To take care of R&D, we have formed a national committee on R&D which has various stakeholders of the industry as members. The committee comprises of Pankaj Patel of Zydus, Dr Satish Reddy of Reddy Labs, Kiran Mazumdar Shaw of Biocon and all government research institutes. We have also formed sub-groups at the lower level in the national committee. There is a core group as well which has industry representatives as mentioned above, as well as Secretaries of various departments. Based on the inputs received from all possible stakeholders and experts of the field, a very useful vision-document has been prepared, which I think if implemented, will transform the pharmaceutical industry. We are the third-largest exporters in terms of volume, but in value, we are at the 14th position. So the idea is to climb the ladder in value as well, which is possible only if we do drug discoveries, manufacture complex generics, complex APIs and go for high-end medicines and drug discoveries.

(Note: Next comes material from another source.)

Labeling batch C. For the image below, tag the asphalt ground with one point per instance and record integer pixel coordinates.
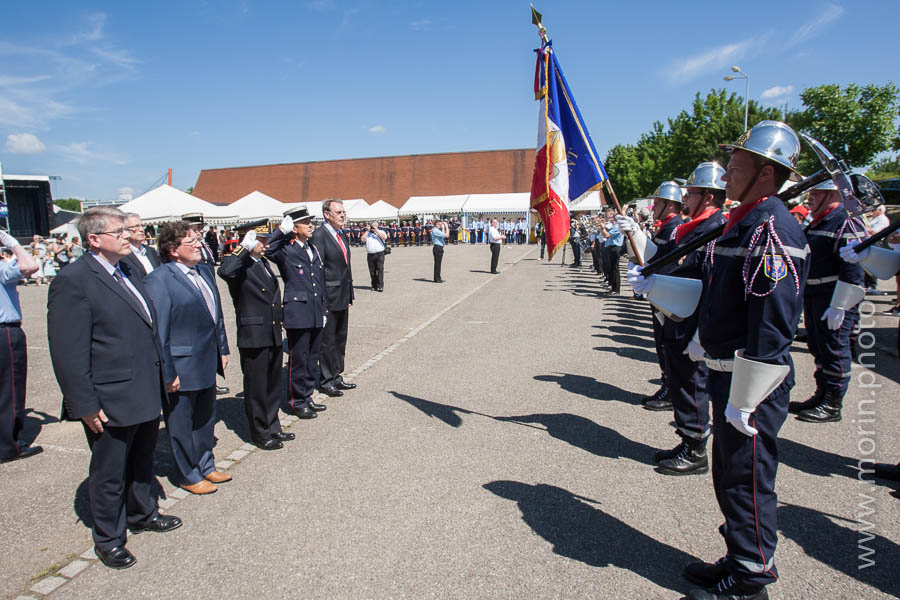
(495, 448)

We will become self-reliant once these schemes are implemented, which I think is going to take two-three years. We have started working dedicatedly towards making India a 'global' healthcare provider. It will not happen immediately as such projects have a long gestation period. But we will certainly become Aatmanirbhar in APIs and medical devices. Then MSMEs will also be able to put industries up, and the cost of production will go down, and manufacturers will be able to take economies to scale. For example, the eligibility conditions under the PLI scheme require applicants to meet the criteria of threshold investment and minimum annual production capacity. In medical device scheme as well, minimum investment is defined so that the cost per unit of output decreases with increasing scale. In the long run, this is the right direction for an Aatmanirbhar Bharat in the pharmaceutical sector.
We must remember that we should not mind imports. What we should mind is critical import dependence on a particular country.
Vaghela is an IAS officer of the 1986 batch of Gujarat cadre and is a former Secretary of the Department of Pharmaceuticals. The article is an excerpt from a conversation that Vaghela had with Vivek Shukla, Editor, PSU Watch, at the time he was serving as Pharma Secretary. Vaghela is currently serving as Chairman, TRAI. The article first appeared in a special issue published by PSU Watch on Aatamnirbhar Bharat on October 30.